If Bob is a gambler with a compulsive itch, then Anna is a different kind of character. Played by Isabelle Corey (who was 15 when she starred in the film), she projects an amazing sensuality. She is flirtatiously waiting for a 'sugar daddy' to make her fortune. She has an innocent carnality and is willing to fall into bed with any man who will offer her something in return. Her carnality is innocent though- for though she knows corruption, she seems unaffected by corruption. There is a hint of amusement lurking in her eyes- a girlish laugh about and with the world that she inhabits in. She knows what men are- thinks that Palo when he talks of a robbery must be exaggerating to get her into bed and only later realises that she has given vital information away. What Bob spots about her and what we I think are meant to spot is that Anna stands on the brink of becoming a gangster's moll- she stands on the brink of disaster. Like Palo she may be dragged into this seedy world. Bob's protection is ineffective: like Palo (and like Bob before them both) Anna does not care enough for the future to sacrifice the present. She goes through life in cheerful resignation to reality.

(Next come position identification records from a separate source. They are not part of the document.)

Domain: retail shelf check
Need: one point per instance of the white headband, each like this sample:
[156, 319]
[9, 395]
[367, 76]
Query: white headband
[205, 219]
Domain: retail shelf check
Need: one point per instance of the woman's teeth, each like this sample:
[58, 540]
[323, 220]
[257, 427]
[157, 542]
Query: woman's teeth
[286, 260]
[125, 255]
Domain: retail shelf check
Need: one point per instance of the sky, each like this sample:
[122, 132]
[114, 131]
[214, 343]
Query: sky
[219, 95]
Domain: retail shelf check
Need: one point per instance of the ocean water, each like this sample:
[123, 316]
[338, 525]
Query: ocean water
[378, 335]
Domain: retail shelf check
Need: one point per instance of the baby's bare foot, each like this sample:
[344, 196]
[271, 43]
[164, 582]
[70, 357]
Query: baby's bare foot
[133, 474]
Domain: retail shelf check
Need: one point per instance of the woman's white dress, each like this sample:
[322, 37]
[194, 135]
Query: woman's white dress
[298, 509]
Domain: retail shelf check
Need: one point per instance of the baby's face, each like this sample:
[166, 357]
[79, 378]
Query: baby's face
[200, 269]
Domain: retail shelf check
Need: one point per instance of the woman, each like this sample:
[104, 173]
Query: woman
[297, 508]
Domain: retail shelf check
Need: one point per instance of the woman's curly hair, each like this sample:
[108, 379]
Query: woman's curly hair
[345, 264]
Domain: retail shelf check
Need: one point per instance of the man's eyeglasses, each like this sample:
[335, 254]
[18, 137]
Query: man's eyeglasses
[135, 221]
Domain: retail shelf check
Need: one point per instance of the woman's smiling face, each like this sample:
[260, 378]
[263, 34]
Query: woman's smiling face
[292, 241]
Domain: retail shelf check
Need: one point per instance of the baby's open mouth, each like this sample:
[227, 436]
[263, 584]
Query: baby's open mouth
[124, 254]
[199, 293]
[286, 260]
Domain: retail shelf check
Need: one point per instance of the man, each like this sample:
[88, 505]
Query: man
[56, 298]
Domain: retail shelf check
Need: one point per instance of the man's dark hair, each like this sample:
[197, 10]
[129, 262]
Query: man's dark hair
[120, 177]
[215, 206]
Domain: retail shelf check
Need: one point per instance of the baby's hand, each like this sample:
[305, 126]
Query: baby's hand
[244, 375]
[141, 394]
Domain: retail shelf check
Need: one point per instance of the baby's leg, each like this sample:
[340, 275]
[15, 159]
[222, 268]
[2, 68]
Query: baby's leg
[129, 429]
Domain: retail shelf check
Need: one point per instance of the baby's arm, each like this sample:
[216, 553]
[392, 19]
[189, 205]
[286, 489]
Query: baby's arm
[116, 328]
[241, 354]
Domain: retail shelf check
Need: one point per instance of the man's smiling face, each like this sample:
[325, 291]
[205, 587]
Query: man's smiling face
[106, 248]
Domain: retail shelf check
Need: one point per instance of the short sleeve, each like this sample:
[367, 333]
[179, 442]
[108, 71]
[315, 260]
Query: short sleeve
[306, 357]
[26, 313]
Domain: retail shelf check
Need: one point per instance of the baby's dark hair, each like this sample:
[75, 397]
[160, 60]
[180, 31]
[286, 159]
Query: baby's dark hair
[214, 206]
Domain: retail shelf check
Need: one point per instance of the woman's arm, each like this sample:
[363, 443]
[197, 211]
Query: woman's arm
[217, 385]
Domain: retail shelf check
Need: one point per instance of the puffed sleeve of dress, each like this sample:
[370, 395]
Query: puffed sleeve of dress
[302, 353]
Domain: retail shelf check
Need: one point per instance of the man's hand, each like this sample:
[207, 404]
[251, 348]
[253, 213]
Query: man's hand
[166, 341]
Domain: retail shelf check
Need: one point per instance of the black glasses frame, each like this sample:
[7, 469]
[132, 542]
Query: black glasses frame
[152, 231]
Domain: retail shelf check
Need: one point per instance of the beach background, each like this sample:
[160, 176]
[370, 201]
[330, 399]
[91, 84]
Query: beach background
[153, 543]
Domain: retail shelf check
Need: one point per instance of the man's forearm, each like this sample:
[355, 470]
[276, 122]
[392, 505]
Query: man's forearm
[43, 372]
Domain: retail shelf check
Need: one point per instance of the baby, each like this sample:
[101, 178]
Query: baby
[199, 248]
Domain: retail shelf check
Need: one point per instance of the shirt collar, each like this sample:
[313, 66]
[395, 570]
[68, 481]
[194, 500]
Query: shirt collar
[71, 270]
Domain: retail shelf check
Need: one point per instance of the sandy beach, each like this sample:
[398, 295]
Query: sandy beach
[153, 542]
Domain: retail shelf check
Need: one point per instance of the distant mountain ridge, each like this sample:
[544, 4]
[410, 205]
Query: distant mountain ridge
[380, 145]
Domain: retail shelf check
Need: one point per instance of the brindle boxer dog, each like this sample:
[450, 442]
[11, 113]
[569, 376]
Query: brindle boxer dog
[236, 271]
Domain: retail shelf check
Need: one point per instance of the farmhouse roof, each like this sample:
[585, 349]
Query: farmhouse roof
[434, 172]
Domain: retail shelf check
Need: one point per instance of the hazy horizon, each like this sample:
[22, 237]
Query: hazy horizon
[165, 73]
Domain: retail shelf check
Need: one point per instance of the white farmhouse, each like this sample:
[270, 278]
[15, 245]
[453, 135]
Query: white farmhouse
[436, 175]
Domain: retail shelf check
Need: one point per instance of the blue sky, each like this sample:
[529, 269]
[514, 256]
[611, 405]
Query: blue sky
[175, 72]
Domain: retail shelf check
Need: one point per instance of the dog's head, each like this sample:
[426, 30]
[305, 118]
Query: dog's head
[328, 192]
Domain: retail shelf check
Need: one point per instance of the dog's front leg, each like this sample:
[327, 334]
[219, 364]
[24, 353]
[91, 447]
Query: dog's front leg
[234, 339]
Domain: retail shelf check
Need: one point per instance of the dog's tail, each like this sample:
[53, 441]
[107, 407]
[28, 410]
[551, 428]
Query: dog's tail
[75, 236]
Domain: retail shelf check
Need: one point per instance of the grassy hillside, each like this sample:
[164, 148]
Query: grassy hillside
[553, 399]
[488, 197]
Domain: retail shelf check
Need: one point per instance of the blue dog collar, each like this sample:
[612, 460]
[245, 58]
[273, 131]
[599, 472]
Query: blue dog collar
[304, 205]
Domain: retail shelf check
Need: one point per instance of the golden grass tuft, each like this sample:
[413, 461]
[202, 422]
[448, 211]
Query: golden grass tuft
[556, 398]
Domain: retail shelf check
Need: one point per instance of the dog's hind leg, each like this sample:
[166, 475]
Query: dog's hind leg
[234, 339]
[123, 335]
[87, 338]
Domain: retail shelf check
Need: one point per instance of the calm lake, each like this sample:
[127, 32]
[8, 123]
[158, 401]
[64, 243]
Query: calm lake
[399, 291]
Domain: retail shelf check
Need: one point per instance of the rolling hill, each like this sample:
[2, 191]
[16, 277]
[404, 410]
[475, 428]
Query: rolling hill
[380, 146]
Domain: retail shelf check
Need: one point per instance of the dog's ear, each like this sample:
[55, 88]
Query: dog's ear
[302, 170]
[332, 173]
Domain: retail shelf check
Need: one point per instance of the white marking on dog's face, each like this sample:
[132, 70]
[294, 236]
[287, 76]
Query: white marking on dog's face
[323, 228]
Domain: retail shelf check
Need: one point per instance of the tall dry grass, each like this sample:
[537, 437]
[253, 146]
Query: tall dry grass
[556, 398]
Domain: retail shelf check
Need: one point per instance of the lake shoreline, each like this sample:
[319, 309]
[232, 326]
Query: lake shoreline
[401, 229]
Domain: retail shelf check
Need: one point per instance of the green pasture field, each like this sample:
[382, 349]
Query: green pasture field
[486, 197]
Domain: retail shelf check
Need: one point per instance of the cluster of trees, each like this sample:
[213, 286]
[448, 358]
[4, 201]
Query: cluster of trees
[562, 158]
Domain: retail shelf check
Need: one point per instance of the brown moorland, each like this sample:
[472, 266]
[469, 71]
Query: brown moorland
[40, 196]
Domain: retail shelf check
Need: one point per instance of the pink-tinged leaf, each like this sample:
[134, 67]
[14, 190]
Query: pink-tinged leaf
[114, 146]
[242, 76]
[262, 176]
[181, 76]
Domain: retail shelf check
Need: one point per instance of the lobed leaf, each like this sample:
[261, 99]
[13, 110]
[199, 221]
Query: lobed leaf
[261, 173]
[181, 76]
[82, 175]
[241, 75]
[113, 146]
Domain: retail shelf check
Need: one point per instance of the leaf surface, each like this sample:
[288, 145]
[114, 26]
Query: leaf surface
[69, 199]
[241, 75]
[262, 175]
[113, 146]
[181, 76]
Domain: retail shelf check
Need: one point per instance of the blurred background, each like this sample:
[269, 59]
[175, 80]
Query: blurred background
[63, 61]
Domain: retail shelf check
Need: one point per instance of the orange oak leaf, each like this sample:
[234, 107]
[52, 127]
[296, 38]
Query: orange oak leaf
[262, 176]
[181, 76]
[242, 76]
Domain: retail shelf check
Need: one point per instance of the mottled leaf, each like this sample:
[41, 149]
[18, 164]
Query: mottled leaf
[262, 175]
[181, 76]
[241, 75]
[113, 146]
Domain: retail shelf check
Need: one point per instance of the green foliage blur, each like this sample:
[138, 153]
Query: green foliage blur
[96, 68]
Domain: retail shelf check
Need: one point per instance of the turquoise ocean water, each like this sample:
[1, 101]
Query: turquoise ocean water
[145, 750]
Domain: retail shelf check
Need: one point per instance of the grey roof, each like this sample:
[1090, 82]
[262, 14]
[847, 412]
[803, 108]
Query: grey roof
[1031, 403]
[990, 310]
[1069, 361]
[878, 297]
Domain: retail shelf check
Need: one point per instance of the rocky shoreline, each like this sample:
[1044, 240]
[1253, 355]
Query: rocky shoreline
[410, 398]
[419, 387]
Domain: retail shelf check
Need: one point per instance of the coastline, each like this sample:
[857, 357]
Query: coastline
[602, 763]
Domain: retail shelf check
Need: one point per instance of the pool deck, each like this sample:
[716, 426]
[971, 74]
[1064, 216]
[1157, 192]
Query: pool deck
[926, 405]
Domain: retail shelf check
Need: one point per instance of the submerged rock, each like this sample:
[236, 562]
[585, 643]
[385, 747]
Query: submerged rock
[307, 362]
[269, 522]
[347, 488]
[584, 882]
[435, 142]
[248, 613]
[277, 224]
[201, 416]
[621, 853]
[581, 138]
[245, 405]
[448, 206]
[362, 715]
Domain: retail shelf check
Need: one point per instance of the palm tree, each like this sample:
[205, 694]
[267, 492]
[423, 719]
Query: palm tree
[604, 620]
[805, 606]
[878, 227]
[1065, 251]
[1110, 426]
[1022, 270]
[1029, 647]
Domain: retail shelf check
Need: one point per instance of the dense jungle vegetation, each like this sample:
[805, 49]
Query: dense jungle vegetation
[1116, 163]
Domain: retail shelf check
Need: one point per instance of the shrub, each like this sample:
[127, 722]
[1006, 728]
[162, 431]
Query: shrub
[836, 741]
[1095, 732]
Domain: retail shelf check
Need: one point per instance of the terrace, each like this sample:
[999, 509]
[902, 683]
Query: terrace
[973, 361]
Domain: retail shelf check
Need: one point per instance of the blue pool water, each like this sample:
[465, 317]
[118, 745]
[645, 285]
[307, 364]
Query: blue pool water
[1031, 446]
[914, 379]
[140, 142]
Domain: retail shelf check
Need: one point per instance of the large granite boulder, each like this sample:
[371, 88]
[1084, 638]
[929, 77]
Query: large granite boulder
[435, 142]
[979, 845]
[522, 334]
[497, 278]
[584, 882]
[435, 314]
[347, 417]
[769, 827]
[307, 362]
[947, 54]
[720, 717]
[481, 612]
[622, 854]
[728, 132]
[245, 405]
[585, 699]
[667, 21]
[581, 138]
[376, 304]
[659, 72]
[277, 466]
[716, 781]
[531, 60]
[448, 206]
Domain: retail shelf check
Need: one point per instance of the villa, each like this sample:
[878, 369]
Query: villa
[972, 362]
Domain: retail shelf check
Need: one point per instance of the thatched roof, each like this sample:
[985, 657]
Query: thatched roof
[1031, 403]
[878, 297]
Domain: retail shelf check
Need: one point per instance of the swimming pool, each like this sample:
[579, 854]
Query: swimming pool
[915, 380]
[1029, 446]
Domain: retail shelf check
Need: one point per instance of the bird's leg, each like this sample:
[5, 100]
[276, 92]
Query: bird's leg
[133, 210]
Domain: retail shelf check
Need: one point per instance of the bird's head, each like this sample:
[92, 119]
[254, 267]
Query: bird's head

The world of the cafes and the bars- the dice and the games- reminds us that life is a gamble. Every character here has staked his or her life on a turn of the dice. Ultimately this is what makes the film into something of a noir- the fatalistic mood reminds you of great American films of the 1940s. But in Bob it is extended to the old and the female- consequently it is extended into the family: Bob, Palo and Anna constitute a kind of family unit and what you see is the older member of the family warning the younger about the path that they are about to take, warning them that the gamble always beats the gambler. Bob the Gambler is the best person to talk about this: and even as he keeps gambling so he instructs others to keep away- but even as they keep living they keep gambling.